I’ve been reading the documentation and a few articles on the Inference API, and I’d like to confirm if my understanding is correct — and also clarify a few remaining points.
My understanding so far:
-
To use the Inference API with a pay-as-you-go model, I first need to subscribe to the Pro plan ($9/month). This includes $2 of usage credits.
-
After exceeding the $2 monthly credit, each request is billed according to usage time × machine cost per second.
-
For example, as stated in the docs:
“A request to black-forest-labs/FLUX.1-dev that takes 10 seconds to complete on a GPU machine that costs $0.00012/second will be billed $0.0012.”
I’ve been testing the sentiment analysis model cardiffnlp/twitter-xlm-roberta-base-sentiment
, and here’s what I observed:
- Sending 200 comments as a batch takes ~3 seconds
- Sending 1000 comments as a batch takes ~13.2 seconds
- Since batching is possible, a single request containing an array of texts counts as one request, which is great!

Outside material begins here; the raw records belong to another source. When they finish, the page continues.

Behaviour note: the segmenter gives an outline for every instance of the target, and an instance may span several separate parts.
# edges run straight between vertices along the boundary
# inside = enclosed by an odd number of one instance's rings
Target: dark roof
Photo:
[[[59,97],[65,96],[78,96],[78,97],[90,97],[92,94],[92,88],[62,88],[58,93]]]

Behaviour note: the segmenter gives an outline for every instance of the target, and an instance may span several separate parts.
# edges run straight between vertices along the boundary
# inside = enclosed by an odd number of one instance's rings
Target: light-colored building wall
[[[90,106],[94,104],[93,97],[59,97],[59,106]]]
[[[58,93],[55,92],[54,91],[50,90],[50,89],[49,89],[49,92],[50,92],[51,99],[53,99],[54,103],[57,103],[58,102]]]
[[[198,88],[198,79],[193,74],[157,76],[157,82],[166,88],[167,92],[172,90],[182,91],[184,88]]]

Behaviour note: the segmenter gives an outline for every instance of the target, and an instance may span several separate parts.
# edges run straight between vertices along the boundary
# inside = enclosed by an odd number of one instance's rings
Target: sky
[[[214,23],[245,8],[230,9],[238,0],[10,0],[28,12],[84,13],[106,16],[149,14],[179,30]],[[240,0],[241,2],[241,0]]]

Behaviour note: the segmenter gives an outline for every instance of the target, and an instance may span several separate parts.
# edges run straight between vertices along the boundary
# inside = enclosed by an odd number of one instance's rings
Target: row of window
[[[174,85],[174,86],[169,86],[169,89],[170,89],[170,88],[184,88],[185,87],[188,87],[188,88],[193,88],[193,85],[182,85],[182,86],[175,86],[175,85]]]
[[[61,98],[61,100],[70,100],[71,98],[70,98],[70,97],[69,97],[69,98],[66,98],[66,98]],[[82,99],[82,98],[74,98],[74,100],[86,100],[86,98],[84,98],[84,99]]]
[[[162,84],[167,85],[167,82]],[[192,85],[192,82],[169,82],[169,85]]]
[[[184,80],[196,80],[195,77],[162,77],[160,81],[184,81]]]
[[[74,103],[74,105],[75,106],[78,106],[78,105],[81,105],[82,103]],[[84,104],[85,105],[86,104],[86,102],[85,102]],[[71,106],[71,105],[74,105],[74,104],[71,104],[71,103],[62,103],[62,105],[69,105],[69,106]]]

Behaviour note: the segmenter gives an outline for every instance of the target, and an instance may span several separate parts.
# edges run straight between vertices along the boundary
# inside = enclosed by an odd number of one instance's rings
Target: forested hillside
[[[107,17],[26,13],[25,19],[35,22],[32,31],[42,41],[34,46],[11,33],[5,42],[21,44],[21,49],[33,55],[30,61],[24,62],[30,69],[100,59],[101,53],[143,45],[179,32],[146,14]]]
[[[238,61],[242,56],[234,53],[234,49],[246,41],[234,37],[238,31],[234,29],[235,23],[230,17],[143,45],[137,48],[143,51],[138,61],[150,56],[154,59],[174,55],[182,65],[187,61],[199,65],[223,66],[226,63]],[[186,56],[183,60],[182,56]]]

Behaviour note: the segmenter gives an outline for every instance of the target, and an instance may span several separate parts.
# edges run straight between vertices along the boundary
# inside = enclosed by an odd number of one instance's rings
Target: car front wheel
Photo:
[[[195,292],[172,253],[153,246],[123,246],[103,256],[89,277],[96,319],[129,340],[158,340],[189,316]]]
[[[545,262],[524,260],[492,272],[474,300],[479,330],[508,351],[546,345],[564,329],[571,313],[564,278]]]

Based on the $0.00012/sec GPU rate:
Cost per comment = (0.00012 × 13.2) / 1000 = ~$0.00000158
1 million comments = ~$1.58
To hit the $2 credit limit → ~1.26 million comments
Can you please confirm if this interpretation is correct?
Additional questions:
-
Rate limits
I couldn’t find specific information on rate limits for the Inference API.- What are the request-per-second or concurrent request limits under the Pro plan?
- Are there soft/hard limits or burst allowances?
-
Machine cost per second
- Where can I find a full pricing table for the types of hardware (CPU/GPU) used in the Inference API?
- I’d like to estimate more precisely how much my use case would cost based on hardware type and request duration.
Thanks a lot in advance! Let me know if any part of my understanding needs correction.